Mice carrying human disease genes have proved valuable for learning what goes awry in people. Now, researchers have tapped the rodents to understand human evolution. Mice with a human version of a gene called EDAR have more sweat glands than normal, providing clues to how East Asians adapted to a humid environment 30,000 years ago.
Harvard University evolutionary geneticist Pardis Sabeti first began looking at EDAR in 2007. Through statistical analyses of genome data, she and her colleagues discovered that although most people had the same version of the EDAR gene as mice and other mammals, a variant of EDAR called 370A was very common in East Asians and Native Americans.
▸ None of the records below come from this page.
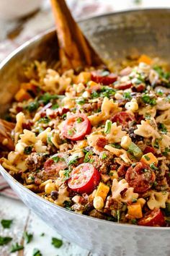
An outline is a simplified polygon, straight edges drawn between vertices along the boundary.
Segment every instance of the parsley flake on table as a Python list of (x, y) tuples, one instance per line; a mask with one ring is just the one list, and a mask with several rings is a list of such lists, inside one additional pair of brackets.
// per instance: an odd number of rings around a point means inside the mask
[(0, 246), (8, 244), (12, 240), (12, 238), (10, 236), (0, 236)]
[(15, 252), (20, 251), (21, 249), (24, 249), (23, 245), (19, 245), (18, 243), (12, 245), (12, 249), (10, 252)]
[(33, 238), (32, 234), (28, 234), (27, 231), (24, 233), (24, 239), (25, 239), (27, 244), (29, 244)]
[(1, 223), (4, 229), (10, 229), (12, 220), (1, 220)]
[(33, 249), (32, 256), (42, 256), (42, 254), (41, 254), (40, 249), (37, 249), (37, 248), (35, 248), (35, 249)]
[(60, 248), (63, 245), (63, 241), (55, 237), (52, 237), (51, 244), (55, 248)]

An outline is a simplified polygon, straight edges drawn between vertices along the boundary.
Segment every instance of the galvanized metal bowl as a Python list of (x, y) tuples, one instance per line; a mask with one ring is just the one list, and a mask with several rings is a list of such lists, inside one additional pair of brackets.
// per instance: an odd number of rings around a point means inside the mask
[[(91, 18), (80, 26), (95, 49), (120, 61), (138, 51), (170, 62), (170, 10), (129, 11)], [(48, 31), (12, 53), (0, 65), (0, 114), (9, 107), (22, 80), (23, 65), (34, 59), (58, 60), (55, 32)], [(25, 189), (1, 166), (0, 171), (22, 200), (69, 241), (99, 255), (170, 255), (169, 228), (119, 224), (76, 214)]]

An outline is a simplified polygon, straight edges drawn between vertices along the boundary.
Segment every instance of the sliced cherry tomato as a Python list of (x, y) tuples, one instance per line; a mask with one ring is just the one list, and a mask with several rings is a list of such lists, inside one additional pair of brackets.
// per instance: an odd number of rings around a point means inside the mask
[(61, 170), (67, 167), (66, 155), (57, 153), (48, 158), (44, 164), (45, 171), (52, 176), (58, 176)]
[(115, 121), (117, 124), (121, 124), (125, 127), (128, 124), (129, 121), (135, 121), (135, 118), (130, 113), (122, 111), (113, 116), (111, 121), (112, 122)]
[(91, 163), (81, 163), (71, 173), (68, 186), (78, 193), (90, 194), (98, 185), (100, 174)]
[(161, 210), (155, 208), (148, 212), (144, 217), (138, 221), (138, 224), (140, 226), (165, 226), (165, 219)]
[(91, 122), (83, 114), (76, 114), (68, 117), (64, 123), (62, 135), (67, 139), (79, 140), (90, 133)]
[(128, 82), (123, 84), (115, 85), (115, 88), (118, 90), (125, 90), (129, 89), (133, 86), (133, 83), (131, 82)]
[(155, 182), (156, 175), (149, 166), (138, 162), (134, 167), (128, 169), (125, 179), (135, 192), (144, 192), (149, 189)]
[(155, 153), (155, 150), (153, 148), (150, 146), (146, 146), (144, 149), (143, 154), (147, 154), (148, 153), (152, 153), (153, 154)]
[(91, 80), (104, 85), (109, 85), (117, 81), (117, 76), (113, 73), (107, 74), (107, 72), (102, 70), (92, 71), (91, 73)]

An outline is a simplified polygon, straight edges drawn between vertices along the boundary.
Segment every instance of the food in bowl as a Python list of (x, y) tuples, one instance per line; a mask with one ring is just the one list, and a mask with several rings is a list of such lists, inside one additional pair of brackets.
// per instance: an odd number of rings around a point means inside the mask
[(60, 74), (35, 61), (25, 75), (9, 109), (15, 148), (3, 153), (3, 167), (70, 210), (169, 226), (170, 73), (164, 66), (143, 55), (116, 73), (91, 67)]

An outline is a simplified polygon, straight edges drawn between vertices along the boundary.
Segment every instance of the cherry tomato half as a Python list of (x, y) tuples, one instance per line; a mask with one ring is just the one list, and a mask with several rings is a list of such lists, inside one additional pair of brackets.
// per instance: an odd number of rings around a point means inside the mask
[(117, 80), (117, 76), (115, 74), (109, 72), (106, 75), (104, 74), (104, 72), (102, 70), (92, 71), (91, 73), (91, 80), (104, 85), (109, 85)]
[(58, 176), (61, 170), (67, 167), (66, 155), (57, 153), (48, 158), (44, 164), (45, 171), (50, 175)]
[(164, 216), (160, 209), (153, 209), (147, 213), (144, 217), (138, 221), (140, 226), (165, 226)]
[(68, 117), (64, 123), (62, 135), (67, 139), (79, 140), (90, 133), (91, 122), (83, 114), (76, 114)]
[(81, 163), (71, 173), (68, 186), (78, 193), (90, 194), (98, 185), (100, 174), (91, 163)]
[(111, 121), (125, 127), (128, 124), (129, 121), (135, 121), (135, 118), (130, 113), (121, 111), (114, 115)]
[(149, 189), (156, 179), (155, 173), (149, 166), (138, 162), (135, 166), (128, 168), (125, 179), (135, 192), (144, 192)]

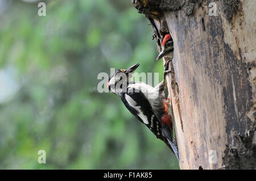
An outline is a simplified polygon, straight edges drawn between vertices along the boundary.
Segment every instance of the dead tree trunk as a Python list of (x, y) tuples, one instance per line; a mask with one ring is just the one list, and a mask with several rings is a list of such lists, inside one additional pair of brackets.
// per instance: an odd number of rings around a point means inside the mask
[(180, 168), (256, 169), (256, 1), (133, 4), (159, 50), (164, 35), (174, 39), (167, 85)]

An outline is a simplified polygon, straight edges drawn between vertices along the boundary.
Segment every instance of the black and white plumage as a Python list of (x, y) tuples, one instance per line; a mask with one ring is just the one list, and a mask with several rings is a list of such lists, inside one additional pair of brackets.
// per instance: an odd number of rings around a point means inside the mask
[(177, 143), (173, 137), (170, 103), (164, 97), (165, 77), (155, 87), (143, 82), (131, 82), (133, 71), (139, 64), (127, 70), (118, 69), (110, 75), (108, 86), (118, 95), (126, 108), (156, 136), (163, 141), (179, 160)]

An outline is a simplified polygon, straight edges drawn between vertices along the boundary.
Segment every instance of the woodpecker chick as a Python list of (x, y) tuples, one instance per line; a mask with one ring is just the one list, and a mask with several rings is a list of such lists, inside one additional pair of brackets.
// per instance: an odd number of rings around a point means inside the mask
[(172, 120), (168, 111), (170, 103), (164, 97), (165, 80), (168, 73), (165, 65), (163, 80), (153, 87), (143, 82), (131, 82), (137, 64), (128, 69), (118, 69), (109, 78), (110, 92), (118, 95), (130, 112), (146, 125), (156, 137), (164, 142), (179, 161), (176, 139), (173, 137)]
[(174, 41), (171, 34), (166, 34), (162, 43), (163, 50), (160, 53), (156, 58), (156, 60), (163, 57), (174, 57)]

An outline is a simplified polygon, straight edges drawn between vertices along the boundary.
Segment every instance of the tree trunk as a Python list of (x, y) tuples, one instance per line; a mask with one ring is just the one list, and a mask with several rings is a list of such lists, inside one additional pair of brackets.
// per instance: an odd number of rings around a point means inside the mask
[(256, 169), (256, 1), (211, 2), (133, 4), (159, 50), (164, 34), (174, 39), (167, 86), (180, 168)]

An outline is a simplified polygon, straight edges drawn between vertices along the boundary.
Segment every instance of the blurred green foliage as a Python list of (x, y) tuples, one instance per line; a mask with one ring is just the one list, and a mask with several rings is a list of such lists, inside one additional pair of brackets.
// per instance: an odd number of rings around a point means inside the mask
[(147, 19), (130, 1), (44, 2), (46, 16), (21, 1), (0, 12), (0, 70), (12, 70), (18, 87), (0, 104), (0, 169), (179, 169), (117, 96), (97, 90), (99, 73), (138, 62), (160, 81)]

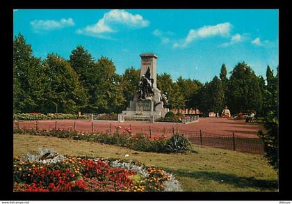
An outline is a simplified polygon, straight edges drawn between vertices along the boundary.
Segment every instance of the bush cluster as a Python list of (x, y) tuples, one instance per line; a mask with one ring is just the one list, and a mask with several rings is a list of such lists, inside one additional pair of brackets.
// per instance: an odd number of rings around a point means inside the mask
[(148, 136), (143, 133), (132, 135), (129, 127), (124, 133), (115, 132), (113, 134), (108, 133), (83, 134), (60, 130), (49, 131), (29, 129), (15, 129), (14, 133), (83, 140), (122, 146), (143, 152), (173, 153), (187, 152), (192, 150), (190, 141), (183, 135), (175, 134), (168, 139), (165, 136)]
[(64, 120), (64, 119), (88, 119), (87, 116), (78, 116), (77, 114), (65, 114), (65, 113), (42, 113), (35, 114), (35, 113), (14, 113), (14, 120)]

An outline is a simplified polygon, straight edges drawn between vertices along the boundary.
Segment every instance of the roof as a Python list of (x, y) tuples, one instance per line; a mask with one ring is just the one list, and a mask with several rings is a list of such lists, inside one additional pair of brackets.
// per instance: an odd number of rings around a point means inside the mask
[(158, 58), (158, 56), (156, 56), (154, 54), (153, 54), (153, 53), (143, 53), (143, 54), (140, 54), (140, 57), (143, 57), (143, 56), (154, 56), (154, 57), (155, 57), (156, 58)]

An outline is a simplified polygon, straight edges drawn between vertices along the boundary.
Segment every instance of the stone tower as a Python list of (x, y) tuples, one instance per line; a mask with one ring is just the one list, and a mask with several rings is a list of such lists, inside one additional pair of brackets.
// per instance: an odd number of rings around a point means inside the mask
[(153, 88), (157, 88), (156, 81), (156, 59), (157, 56), (152, 53), (145, 53), (140, 55), (141, 57), (141, 70), (140, 72), (140, 78), (146, 73), (148, 68), (150, 69), (151, 78), (154, 79)]
[[(157, 88), (156, 77), (156, 59), (157, 56), (152, 53), (144, 53), (140, 55), (141, 57), (141, 70), (140, 78), (143, 75), (149, 77), (153, 81), (154, 94), (143, 100), (139, 99), (139, 94), (135, 93), (133, 100), (130, 101), (130, 105), (126, 111), (119, 114), (118, 120), (147, 120), (154, 121), (154, 119), (164, 117), (169, 109), (165, 108), (162, 101), (161, 93)], [(133, 91), (133, 92), (136, 91)]]

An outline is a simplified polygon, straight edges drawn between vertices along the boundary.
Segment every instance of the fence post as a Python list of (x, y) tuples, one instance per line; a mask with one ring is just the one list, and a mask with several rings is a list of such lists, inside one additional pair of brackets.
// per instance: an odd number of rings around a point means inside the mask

The EDAR protein is involved in hair formation, and these groups of people have thicker hair, but the researchers didn't know if the genetic change in EDAR caused the change in hair texture.
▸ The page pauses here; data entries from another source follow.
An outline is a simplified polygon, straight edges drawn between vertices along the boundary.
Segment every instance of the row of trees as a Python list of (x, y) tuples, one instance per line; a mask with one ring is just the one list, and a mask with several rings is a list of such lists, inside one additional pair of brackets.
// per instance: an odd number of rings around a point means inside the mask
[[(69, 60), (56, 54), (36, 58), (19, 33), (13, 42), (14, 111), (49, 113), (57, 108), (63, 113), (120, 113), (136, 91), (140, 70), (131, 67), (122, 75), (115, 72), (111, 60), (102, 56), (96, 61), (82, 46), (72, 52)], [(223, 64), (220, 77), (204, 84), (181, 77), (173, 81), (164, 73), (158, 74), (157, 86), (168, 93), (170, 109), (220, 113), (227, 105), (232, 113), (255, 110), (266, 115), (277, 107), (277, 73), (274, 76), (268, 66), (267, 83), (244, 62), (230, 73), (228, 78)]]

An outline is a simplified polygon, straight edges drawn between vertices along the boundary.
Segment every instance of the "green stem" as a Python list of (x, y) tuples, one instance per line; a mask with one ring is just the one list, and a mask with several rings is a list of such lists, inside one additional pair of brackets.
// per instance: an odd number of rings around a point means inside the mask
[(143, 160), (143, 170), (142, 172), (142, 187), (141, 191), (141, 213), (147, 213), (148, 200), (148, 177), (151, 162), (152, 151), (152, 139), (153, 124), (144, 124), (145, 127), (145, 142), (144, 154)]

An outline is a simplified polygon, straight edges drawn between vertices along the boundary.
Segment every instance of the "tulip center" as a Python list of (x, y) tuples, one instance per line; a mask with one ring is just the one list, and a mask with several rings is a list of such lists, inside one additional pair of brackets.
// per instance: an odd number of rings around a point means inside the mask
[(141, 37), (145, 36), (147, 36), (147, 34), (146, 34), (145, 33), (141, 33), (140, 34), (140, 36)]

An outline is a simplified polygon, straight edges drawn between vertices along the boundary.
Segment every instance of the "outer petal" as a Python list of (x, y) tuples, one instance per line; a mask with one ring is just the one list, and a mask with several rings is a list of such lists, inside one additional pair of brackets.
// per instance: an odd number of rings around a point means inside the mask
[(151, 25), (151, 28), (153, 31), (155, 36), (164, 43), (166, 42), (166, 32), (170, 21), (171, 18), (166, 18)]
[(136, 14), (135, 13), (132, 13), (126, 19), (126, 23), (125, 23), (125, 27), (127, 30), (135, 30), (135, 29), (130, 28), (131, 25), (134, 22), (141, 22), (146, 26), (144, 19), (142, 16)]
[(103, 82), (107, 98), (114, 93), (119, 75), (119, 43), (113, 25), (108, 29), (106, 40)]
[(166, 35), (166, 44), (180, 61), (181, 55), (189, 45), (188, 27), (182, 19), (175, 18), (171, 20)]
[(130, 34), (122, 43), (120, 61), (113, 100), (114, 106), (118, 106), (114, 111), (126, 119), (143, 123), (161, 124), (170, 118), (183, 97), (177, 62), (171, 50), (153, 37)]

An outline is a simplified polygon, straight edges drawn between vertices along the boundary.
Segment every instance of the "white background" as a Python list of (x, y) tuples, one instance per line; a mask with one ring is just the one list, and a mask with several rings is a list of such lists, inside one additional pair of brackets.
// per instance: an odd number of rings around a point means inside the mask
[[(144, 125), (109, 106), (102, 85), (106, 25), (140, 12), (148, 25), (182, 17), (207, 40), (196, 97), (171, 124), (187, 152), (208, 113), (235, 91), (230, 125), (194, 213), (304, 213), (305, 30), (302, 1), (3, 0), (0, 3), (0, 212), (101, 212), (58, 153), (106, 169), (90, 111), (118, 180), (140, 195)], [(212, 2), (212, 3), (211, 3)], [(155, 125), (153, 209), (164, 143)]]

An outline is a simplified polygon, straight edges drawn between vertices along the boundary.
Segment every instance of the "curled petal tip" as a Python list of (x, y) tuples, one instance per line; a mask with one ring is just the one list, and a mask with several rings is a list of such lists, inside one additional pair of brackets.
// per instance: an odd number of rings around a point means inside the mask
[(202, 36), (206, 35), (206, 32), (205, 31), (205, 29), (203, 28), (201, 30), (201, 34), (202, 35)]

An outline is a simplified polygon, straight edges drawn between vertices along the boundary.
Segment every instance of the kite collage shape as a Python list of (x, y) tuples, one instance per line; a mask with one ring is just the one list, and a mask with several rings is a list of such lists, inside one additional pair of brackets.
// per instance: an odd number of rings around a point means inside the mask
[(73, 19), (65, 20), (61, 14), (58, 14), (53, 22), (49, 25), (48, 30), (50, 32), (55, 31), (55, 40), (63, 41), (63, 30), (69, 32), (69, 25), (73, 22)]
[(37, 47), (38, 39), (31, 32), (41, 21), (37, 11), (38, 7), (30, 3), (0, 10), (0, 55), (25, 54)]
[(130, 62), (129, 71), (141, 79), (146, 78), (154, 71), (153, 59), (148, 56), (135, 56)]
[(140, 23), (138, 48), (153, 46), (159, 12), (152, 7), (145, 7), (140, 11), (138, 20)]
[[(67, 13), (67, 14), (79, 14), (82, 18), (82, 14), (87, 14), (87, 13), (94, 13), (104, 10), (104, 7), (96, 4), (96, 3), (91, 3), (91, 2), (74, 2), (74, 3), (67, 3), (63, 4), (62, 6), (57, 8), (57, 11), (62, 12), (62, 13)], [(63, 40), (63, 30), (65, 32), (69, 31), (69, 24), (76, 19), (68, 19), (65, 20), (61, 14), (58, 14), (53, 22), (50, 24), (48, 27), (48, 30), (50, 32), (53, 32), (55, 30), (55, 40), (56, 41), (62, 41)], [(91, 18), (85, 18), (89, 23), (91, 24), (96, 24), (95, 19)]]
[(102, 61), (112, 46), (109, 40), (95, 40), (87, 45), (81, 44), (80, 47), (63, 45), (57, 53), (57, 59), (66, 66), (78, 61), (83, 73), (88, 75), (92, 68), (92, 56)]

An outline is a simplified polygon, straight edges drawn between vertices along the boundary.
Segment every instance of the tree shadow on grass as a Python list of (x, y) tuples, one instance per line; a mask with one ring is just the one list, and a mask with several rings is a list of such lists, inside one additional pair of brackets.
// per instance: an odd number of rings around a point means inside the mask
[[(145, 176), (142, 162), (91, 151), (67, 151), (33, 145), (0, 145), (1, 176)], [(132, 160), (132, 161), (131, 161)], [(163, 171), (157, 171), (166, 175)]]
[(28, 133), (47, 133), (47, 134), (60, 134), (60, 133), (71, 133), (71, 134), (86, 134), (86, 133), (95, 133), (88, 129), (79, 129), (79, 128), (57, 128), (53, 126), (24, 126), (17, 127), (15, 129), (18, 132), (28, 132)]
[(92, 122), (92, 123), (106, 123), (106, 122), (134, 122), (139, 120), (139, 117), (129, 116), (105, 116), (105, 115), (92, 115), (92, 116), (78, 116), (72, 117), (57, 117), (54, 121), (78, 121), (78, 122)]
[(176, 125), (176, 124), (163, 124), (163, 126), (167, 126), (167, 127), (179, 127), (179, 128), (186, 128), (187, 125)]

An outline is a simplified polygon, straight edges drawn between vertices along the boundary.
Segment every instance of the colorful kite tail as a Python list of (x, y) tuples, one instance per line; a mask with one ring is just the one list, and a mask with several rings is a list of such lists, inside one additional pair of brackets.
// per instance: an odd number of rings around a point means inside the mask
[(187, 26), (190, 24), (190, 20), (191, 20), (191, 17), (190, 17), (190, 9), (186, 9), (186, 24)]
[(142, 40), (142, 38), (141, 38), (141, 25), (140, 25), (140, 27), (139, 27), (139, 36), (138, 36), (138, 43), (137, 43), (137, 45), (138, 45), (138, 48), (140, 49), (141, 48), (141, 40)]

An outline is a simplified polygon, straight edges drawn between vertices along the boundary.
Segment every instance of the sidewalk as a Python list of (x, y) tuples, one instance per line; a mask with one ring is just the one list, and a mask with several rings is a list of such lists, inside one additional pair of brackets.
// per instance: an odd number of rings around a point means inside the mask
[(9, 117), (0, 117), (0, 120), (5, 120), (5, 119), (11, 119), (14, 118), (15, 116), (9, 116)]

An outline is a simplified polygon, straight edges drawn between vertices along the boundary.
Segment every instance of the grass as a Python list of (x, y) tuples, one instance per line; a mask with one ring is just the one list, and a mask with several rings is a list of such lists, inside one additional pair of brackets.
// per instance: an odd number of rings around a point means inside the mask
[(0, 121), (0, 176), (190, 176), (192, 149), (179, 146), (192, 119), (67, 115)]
So one of Sabeti's Harvard colleagues, postdoctoral fellow Yana Kamberov, inserted EDAR 370A into mouse embryonic stem cells. By breeding the resulting mice for several generations, she made a strain carrying 370A. Although the 370A protein differed from the mouse EDAR protein by just one amino acid, it led to several important changes in the mouse , Kamberov, Sabeti and their colleagues report today in Cell. The mice had thicker hairs in their fur, as expected. But they also had more sweat glands, denser mammary glands, and smaller fat pads around those mammary glands. "This study was able to show there are other, more subtle effects" beyond hair thickness, says Joshua Akey, an evolutionary biologist at the University of Washington, Seattle, who was not involved with the work.
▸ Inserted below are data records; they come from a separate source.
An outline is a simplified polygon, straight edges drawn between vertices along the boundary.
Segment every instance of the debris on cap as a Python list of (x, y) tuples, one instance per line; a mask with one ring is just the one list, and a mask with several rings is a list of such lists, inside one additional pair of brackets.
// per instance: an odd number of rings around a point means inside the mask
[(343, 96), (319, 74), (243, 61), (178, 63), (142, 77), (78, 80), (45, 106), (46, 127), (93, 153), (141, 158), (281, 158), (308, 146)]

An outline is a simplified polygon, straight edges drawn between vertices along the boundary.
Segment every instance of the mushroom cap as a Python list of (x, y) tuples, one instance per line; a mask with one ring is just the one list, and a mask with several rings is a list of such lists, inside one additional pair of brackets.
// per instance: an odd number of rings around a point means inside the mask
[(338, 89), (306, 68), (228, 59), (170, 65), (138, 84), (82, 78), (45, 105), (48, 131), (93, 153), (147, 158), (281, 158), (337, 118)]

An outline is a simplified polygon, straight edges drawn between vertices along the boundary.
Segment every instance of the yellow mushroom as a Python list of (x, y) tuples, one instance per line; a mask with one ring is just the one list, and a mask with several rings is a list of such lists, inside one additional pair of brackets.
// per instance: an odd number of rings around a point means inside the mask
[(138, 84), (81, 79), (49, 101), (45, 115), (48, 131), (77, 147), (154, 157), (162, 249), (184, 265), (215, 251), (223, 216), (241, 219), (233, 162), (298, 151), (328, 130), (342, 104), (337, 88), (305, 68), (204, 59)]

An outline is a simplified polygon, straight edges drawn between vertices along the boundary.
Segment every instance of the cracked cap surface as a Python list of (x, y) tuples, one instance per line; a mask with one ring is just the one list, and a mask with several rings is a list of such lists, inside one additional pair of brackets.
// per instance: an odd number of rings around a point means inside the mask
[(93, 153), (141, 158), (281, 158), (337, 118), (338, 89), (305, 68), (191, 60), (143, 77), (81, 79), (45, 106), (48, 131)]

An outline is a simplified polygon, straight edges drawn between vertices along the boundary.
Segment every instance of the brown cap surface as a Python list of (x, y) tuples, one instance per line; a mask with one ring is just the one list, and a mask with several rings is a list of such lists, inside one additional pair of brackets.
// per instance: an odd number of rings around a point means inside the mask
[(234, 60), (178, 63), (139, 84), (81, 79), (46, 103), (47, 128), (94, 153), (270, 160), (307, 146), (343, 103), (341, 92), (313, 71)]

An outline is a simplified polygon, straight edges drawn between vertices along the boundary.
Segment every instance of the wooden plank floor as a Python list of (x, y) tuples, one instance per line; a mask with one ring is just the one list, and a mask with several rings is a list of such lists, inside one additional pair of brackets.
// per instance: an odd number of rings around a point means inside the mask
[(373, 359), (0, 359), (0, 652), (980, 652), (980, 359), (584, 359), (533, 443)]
To determine if these effects were also found in people, the team measured sweat gland density in Han Chinese in China carrying one or two copies of 370A. People with a double dose of 370A also had more sweat glands, the researchers report. They did not have an easy way to tell if mammary glands were different in this group, but they suspect, based on the results in mice, that these structures were also affected.
"It's one of the first papers that clearly shows that a change that was important in recent human evolution can be modeled in the mouse," says Wolfgang Enard, an evolutionary geneticist at the Max Planck Institute for Evolutionary Anthropology in Leipzig, Germany, who was not involved with the work.
The group's analyses and computer simulations looking at how 370A arose and spread indicate that the mutation creating the variant gene happened more than 30,000 years ago in central China. China had been relatively warm and humid between 40,000 and 32,000 years ago and then got cooler and drier. But Kamberov thinks that summer and winter monsoons still created high enough humidity that those people who were able to cool their bodies with extra sweat glands would have done better. Alternatively, or in addition, the increased branching in the mammary glands could have provided an advantage for raising infants. "It's not clear which one of those [traits] resulted in differences" in survival and reproductive ability, Akey says.
The work "pushes the field in novel ways, Akey adds, as very few studies have pinned down the functional consequences of genetic changes that have been selected for. Although "the mouse model brings you closer" to understanding how modern humans have changed through time, Enard says, "without a time machine we will never get all the relevant data."